Oh dear am I oogie. It’s been about 10 days since I treadied, although Thursday and Friday I did a lot of manual labor, loading and unloading the manifestation of the history of Macintosh in and out of my minivan. You would have thought I would have made some big muscles or lost a lot of weight, but I just got a horrendous backache out of it. At first, I thought maybe I had some sort of kidney failure and was developing whatever disease causes kidney failure. WELL. I heard that if you have back pain, you are in the midst of some sort of kidney failure or the last stages of labor. Then the fourth or fifth thing after kidney disease and pregnancy on WebMD was back strain, so since I’m not peeing blood, or shooting babies out my va-jay-jay, I think that’s it. AND I GAINED THREE POUNDS.

So, after two days of some serious back pain, it didn’t feel as bad today and I got back on the tready. I thought, “Today doesn’t count, it’s just a day to get back on my routine.” But I got on there, and I was pleasantly surprised. It was no problem at all, I didn’t get tired or develop the sit-the-fuck-downs, and made it 4 miles. I did extremely well, and now I am all sweaty, stinky and numb-happy. WHEEE.

EMPLOYMENT NEWS. Yeah. WE are ALL excited about that.

I have a number of interviews this week and next. I wasn’t excited about any of them because they all looked like little, career-stalling, jobs that basically are jobs I would take to pay the bills and avoid working at Walmart or McDonald’s (not that there’s anything wrong with that.) Little dirges in the lulls of the bigger symphony. And a couple of them are – the type of honest, small prepress, pixel pushing jobs that aren’t monumental but aren’t that soul sapping either. Except for one.

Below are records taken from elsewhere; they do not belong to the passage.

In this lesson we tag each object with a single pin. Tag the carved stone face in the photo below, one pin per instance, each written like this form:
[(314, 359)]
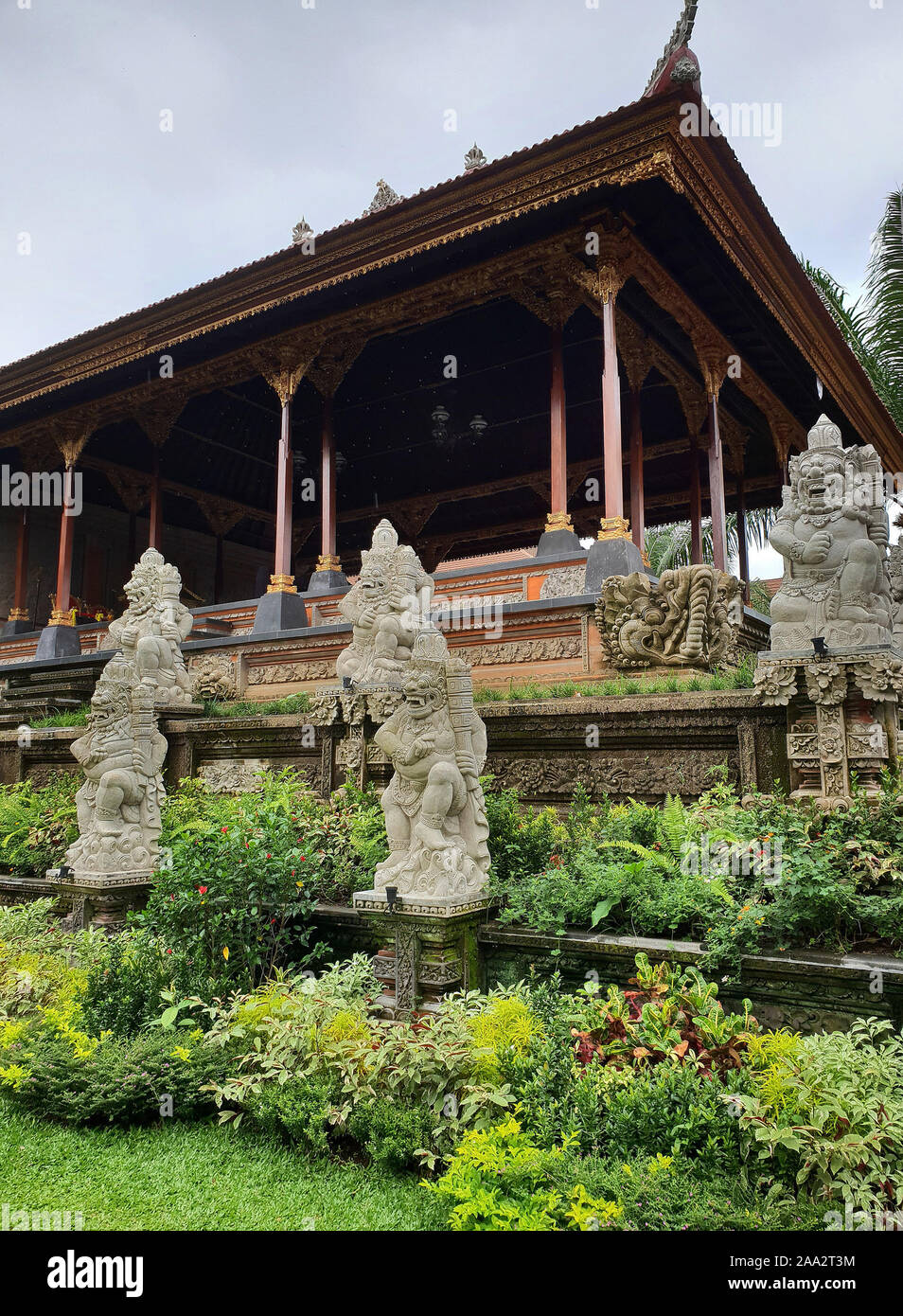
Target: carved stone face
[(373, 584), (423, 698), (821, 481), (138, 593)]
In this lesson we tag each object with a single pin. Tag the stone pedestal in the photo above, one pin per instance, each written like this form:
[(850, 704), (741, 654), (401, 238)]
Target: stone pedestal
[(279, 611), (328, 582), (557, 543), (842, 718), (611, 557), (430, 948), (58, 643), (101, 901)]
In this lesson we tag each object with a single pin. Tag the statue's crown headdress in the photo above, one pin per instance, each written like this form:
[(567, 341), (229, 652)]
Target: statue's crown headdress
[(824, 434)]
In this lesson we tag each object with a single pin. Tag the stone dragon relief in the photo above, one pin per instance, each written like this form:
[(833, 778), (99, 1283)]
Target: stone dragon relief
[(434, 809), (123, 752), (213, 677), (690, 617), (832, 533)]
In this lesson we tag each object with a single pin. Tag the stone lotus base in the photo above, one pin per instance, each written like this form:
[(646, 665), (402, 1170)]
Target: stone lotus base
[(428, 948)]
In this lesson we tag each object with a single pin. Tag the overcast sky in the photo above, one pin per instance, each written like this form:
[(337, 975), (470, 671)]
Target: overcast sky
[(289, 107)]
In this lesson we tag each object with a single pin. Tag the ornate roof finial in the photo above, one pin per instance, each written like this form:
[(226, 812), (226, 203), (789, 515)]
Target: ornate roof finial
[(474, 158), (384, 196), (677, 41), (302, 232)]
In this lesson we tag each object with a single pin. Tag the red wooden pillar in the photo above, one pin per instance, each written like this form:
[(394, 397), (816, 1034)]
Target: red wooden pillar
[(613, 524), (155, 532), (283, 579), (695, 505), (218, 570), (558, 517), (328, 560), (62, 603), (743, 549), (717, 487), (637, 507), (19, 611)]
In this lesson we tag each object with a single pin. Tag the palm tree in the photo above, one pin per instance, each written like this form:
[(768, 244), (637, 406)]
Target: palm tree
[(670, 545), (873, 327)]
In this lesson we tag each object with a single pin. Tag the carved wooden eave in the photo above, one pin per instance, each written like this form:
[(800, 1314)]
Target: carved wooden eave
[(634, 144)]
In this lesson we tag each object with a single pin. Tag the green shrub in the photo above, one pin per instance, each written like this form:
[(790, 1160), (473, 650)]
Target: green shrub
[(127, 981), (670, 1109), (120, 1082), (827, 1115), (37, 823), (499, 1180), (235, 897)]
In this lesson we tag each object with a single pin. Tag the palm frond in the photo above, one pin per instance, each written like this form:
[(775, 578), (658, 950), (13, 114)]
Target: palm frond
[(670, 546), (883, 287)]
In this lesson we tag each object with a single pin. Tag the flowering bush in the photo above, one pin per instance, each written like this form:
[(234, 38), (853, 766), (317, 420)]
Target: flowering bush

I had thought this company that I had the phone interview with was a down and dirty little job, mainly because the website was pretty lacking in originality and dynamics. It looked like something generic and canned. It was nice and functional but it didn’t feel personal or creative. High hopes for any of these jobs being something I could get really excited for didn’t happen. But, it turned out that this phone interview was for a really decent company, and I would be a very integral part of the creative marketing team (a team of three.) It is similar to work I did a LONG time ago. The interview process, the guy who talk to me said, was going to be a long deal that involved a personality test and a 4-5 hour face to face. I don’t even know if I made the cut for all that, but it is SUCH a BOOST in my spirits that I even got a call.

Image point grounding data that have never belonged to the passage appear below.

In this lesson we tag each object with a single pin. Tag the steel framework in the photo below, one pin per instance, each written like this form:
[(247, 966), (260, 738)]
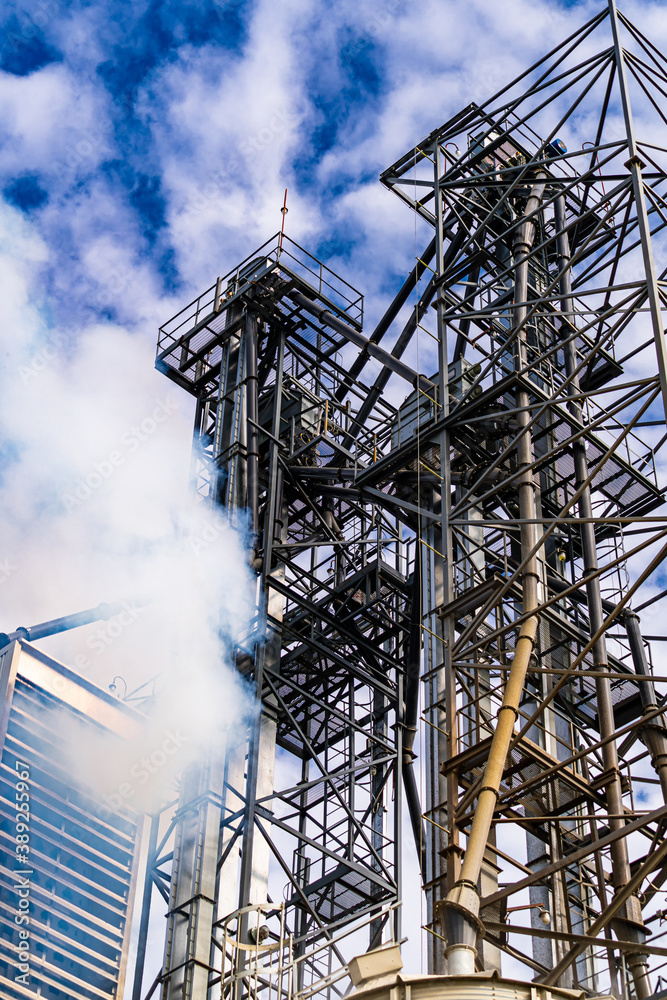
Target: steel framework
[(497, 534)]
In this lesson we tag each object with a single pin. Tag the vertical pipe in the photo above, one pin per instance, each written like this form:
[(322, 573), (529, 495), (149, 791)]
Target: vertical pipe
[(461, 909), (619, 851), (145, 907), (252, 417), (634, 164), (446, 733)]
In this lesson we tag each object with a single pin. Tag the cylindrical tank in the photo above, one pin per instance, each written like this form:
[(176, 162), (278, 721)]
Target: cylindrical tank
[(481, 986)]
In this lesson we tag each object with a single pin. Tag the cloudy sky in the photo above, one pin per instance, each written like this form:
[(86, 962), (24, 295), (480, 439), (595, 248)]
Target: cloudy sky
[(144, 149)]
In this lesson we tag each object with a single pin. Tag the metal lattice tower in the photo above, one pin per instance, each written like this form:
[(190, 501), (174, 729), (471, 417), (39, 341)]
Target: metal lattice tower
[(497, 534)]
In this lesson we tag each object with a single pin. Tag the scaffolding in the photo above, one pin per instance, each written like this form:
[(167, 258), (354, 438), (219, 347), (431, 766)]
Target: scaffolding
[(491, 540)]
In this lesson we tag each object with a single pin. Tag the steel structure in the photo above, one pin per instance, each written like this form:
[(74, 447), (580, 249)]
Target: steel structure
[(497, 535)]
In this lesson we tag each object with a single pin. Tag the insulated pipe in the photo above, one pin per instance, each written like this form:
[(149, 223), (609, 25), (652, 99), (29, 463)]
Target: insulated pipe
[(621, 872), (460, 910), (653, 733), (252, 417), (356, 338)]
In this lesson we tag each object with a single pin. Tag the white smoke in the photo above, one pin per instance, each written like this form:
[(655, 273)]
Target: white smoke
[(96, 506)]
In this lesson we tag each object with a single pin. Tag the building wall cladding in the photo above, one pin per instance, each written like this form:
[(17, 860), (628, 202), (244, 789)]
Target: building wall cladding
[(78, 872)]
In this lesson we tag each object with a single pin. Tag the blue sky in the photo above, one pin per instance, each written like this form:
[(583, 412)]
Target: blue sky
[(145, 149)]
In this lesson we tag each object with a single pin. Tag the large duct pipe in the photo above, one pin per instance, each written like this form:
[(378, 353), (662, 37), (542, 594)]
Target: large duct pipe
[(252, 416), (101, 613), (621, 872), (460, 910)]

But all in all, it looks like I’ll probably have a job soon, which saddens the part of me who wanted the summer off so I could really work on myself. The effectiveness of all this work I’ve been doing (exercise, diet, etc.) pretty much is dependent upon having a lot of free time. If I had a job, there would be a lot less hard exercising, since after a long day, I’m just too tired to push like I do now. Plus, a job usually has me drinking pop and eating junk a lot more than I do now.

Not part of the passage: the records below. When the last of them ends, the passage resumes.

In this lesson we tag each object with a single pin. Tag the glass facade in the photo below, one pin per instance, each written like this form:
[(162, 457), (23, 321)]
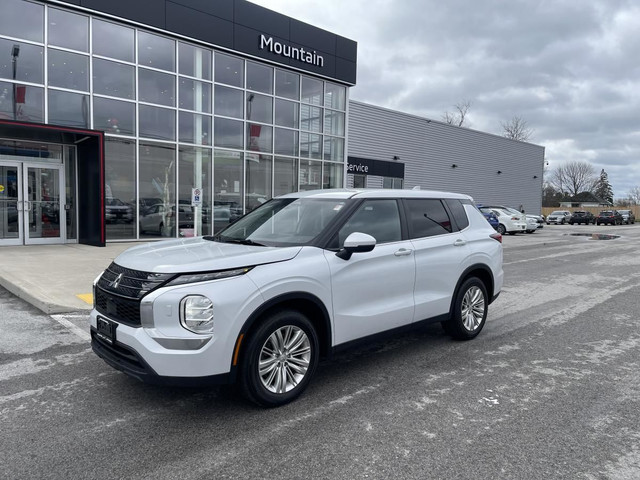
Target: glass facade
[(176, 116)]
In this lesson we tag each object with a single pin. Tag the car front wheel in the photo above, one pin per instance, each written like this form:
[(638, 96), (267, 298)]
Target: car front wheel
[(279, 360), (469, 312)]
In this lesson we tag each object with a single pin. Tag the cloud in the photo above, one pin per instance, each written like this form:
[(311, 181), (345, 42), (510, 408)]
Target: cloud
[(568, 68)]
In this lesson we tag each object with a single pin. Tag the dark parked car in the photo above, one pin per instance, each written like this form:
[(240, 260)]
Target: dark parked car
[(611, 217), (627, 216), (582, 216)]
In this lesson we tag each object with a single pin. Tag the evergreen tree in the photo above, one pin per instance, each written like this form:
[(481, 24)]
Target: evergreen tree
[(603, 188)]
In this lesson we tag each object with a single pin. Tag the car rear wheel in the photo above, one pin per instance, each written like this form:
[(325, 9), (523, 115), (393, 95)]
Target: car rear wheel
[(279, 360), (470, 309)]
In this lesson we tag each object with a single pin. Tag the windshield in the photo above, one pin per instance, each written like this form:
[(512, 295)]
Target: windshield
[(283, 222)]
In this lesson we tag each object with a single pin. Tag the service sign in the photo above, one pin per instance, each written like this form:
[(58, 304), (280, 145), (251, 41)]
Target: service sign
[(196, 197)]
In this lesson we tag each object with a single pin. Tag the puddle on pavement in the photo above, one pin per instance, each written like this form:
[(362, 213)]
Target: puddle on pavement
[(595, 236)]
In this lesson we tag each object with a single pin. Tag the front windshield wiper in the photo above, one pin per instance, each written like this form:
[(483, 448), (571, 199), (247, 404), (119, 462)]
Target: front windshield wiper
[(220, 238)]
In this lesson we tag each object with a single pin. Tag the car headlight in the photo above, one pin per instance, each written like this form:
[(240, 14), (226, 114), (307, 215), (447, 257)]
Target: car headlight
[(196, 314), (207, 276)]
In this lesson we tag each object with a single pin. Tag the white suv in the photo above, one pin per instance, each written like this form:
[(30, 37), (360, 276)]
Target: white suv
[(294, 280)]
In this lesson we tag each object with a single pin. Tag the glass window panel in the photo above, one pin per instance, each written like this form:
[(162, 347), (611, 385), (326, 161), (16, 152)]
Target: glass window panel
[(259, 138), (114, 116), (156, 87), (22, 20), (287, 113), (228, 133), (194, 61), (28, 106), (285, 175), (69, 30), (287, 84), (195, 95), (21, 61), (229, 102), (311, 91), (157, 122), (228, 176), (258, 180), (68, 70), (113, 79), (334, 149), (71, 109), (157, 184), (310, 145), (111, 40), (333, 122), (335, 96), (310, 175), (286, 142), (156, 51), (259, 108), (194, 171), (120, 188), (195, 128), (259, 78), (332, 175), (310, 118), (229, 70)]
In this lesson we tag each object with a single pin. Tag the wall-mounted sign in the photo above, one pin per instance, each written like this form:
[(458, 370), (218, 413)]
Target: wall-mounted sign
[(296, 53)]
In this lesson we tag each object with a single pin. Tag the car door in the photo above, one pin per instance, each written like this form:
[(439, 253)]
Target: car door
[(373, 291), (440, 250)]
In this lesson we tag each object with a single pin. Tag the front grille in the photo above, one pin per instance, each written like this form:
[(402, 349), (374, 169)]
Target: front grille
[(119, 291)]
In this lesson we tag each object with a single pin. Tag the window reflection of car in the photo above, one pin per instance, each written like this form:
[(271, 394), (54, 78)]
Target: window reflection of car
[(160, 219), (116, 210)]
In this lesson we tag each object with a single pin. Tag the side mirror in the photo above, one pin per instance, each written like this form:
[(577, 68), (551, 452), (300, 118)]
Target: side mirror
[(356, 243)]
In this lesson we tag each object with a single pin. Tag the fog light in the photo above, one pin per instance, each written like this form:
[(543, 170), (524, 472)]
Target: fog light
[(196, 314)]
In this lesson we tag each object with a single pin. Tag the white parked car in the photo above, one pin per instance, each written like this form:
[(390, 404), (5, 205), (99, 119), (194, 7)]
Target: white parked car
[(294, 280), (559, 217)]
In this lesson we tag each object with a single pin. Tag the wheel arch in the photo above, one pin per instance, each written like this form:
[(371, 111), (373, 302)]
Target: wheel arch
[(306, 303), (482, 272)]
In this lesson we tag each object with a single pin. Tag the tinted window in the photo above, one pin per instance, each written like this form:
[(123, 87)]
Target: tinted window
[(427, 217), (378, 218), (459, 215)]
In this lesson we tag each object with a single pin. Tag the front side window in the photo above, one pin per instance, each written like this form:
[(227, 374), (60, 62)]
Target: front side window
[(427, 217), (378, 218)]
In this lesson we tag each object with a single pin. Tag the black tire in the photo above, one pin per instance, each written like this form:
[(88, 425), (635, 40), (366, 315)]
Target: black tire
[(472, 290), (259, 390)]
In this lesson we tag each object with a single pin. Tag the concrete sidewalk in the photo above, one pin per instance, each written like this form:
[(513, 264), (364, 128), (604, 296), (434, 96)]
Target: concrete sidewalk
[(56, 278)]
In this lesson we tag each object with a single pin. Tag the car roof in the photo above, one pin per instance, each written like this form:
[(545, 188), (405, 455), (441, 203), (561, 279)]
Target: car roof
[(347, 193)]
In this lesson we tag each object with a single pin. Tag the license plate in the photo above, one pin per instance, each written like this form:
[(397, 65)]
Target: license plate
[(106, 330)]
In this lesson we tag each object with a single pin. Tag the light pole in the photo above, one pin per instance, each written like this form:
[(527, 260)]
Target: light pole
[(15, 52)]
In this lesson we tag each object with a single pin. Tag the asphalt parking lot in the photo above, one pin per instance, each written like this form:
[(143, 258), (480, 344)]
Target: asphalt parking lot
[(549, 389)]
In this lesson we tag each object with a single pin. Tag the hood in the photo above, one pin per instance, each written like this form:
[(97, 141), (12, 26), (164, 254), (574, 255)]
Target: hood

That’s a thought, on why I gained about three pounds – the last two weeks, I’ve been guzzling a lot of Sprite, and a goodly amount of skim milk. I wonder if that has anything to do with anything? Who knows. I don’t seem to respond the way the internet says I should to exercise and dieting. I did look in the mirror, examining it all, and I HAVE firmed up and lost a noticeable amount to where I think in about two more weeks, we (me, myself and I) are ready to take this show on the road and start running out in public.

I have enough stamina now, and my legs have the strength. I am not SO squeemy about how I look since my tonality is fairly decent and my flab has went down from bulbous to slightly chunky. I just am hesitant because of the bugs, but I do have a can of Deep Woods Off, so I can try and add a little poison to the mix, just to keep the critters away. It’s all a trade off, you know.

Right now, I think I’ll just bask in the satisfaction of my life’s suck factor lessening a magnitude.